Looking at Ian’s work I am SO GRATEFUL that he agreed to make what is an intensely private and spiritual process open to the public gaze. The fact that we are now heading towards 6,000 hits on this blog is a sign that it has stimulated an interest and has served as a kind of metaphor for bringing the Sacred Heart into the public square. To use Benedict’s words (which I have put up on the blog) I believe that Ian is showing us why we urgently need sacred images to enable us to ‘learn to see the openness of heaven. We need them to give us the capacity to know the mystery of God in the pierced heart of the Crucified.’ Thus the image of the Sacred Heart becomes increasingly relevant to our age: we have to stop thinking about it as some old image from the past which has little or no relevance for our future. On this point I can refer readers of this blog to Fr Alexander Lucie-Smith’s blog on ‘ The Sacred Heart should be a rallying cry against secular society. HERE ’
Fr. Alexander concludes his piece in terms that I warmly endorse:
There is far too much talk of God in the abstract, I find, these days, especially from unbelievers. But God is never in the abstract. He is a Person. Knowledge of God is best gleaned through the flesh of Jesus. The Solemnity of the Sacred Heart is a good reminder that we should not let the enemies of religion set the agenda. They might want to talk about a God whom they do not believe in, but who we do not recognise either. We need to reply by talking about the God who is love, the Incarnate Son. Interestingly the Catholics who have most resisted de Christianisation – the brave folk of the Vendée and the Cristeros in Mexico – all took the Sacred Heart as their rallying cry. So should we.

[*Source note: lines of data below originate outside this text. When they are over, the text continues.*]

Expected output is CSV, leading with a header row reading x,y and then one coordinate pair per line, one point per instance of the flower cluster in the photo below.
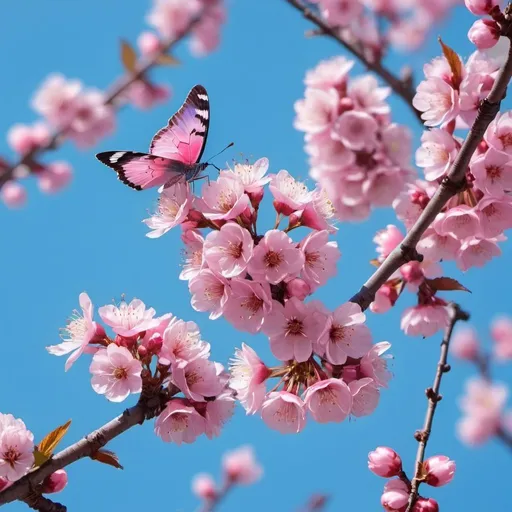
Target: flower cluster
x,y
17,451
484,403
261,282
361,21
356,153
385,462
239,467
158,356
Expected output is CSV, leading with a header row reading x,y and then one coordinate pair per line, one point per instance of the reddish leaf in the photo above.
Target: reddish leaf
x,y
106,457
446,284
454,62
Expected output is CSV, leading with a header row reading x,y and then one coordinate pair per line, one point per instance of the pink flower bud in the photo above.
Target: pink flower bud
x,y
13,194
384,462
425,505
55,482
464,344
203,487
298,288
480,7
439,469
484,34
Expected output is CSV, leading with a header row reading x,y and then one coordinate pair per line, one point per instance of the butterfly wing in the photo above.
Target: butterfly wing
x,y
141,170
184,137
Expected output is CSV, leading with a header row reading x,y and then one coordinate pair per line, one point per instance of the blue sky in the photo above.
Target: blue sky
x,y
90,237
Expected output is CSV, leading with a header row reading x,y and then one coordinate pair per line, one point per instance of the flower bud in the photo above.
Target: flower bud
x,y
439,470
384,462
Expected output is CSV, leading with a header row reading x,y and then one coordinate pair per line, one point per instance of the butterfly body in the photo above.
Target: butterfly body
x,y
175,150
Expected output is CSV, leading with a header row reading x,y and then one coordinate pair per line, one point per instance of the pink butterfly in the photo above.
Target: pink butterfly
x,y
175,150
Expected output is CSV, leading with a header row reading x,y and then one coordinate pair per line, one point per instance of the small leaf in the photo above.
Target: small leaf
x,y
167,60
446,284
51,440
454,62
106,457
128,57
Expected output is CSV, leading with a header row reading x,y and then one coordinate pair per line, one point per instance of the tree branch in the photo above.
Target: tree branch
x,y
454,182
433,396
401,87
114,92
22,488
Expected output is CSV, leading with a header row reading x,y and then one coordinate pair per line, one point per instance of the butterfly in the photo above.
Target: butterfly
x,y
175,150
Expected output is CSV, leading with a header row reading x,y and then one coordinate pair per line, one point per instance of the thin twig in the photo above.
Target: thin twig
x,y
433,396
454,182
115,91
403,88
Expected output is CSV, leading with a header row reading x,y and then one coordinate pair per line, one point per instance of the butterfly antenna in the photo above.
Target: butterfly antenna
x,y
227,147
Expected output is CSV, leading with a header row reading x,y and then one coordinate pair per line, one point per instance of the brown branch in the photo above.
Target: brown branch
x,y
433,396
114,93
454,182
401,87
23,488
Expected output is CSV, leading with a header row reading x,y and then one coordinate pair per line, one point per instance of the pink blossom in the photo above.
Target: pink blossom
x,y
476,253
365,396
321,257
247,305
387,240
437,153
275,258
284,412
182,342
501,333
493,172
209,293
437,100
16,448
424,320
24,139
241,467
465,344
317,111
55,482
193,254
223,199
218,412
13,194
289,195
395,495
385,462
484,34
78,333
54,177
461,222
499,133
115,373
199,378
328,400
171,17
480,7
248,376
179,423
374,364
292,329
174,203
203,486
495,216
345,334
228,251
129,319
356,130
439,469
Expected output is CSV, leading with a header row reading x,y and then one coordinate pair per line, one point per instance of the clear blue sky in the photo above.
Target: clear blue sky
x,y
90,237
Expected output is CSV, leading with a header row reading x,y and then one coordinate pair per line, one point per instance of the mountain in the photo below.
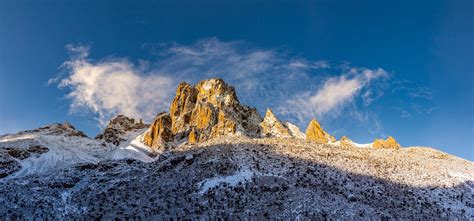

And that is also what Teilhard believed: the Sacred Heart (in quo sunt omnes thesauri sapientiae et scientiae) embodies a theology which points the way to ‘Les directions de l’avenir’ – a Christianity of the future. Hopefully, this icon will, in some small way, contribute to clarifying that theology and thereby make it more relevant to the challenges we face in a world in which public problems are increasingly complex, global and inter-connected . Above all Teilhard realized that this globalized ('planetizing') world needs a 'Cosmic Christ': a Sacred Heart to 'build the earth'. As Blessed John Paul said in 1994: 'From the Heart of Christ crucified is born the new humanity redeemed from sin. The man of the year 2000 needs Christ's Heart to know God and to know himself; he needs it to build the civilization of love". If we are to 'build the earth' and 'build the civilization of love ' we need to centre our personal lives and our public affairs around Christ's Heart.
Our Lord's Heart is indeed ineffably beautiful and satisfying: it exhausts all reality and answers all the soul's needs. The very thought of it is almost more than the mind can compass. Teilhard de Chardin S.J.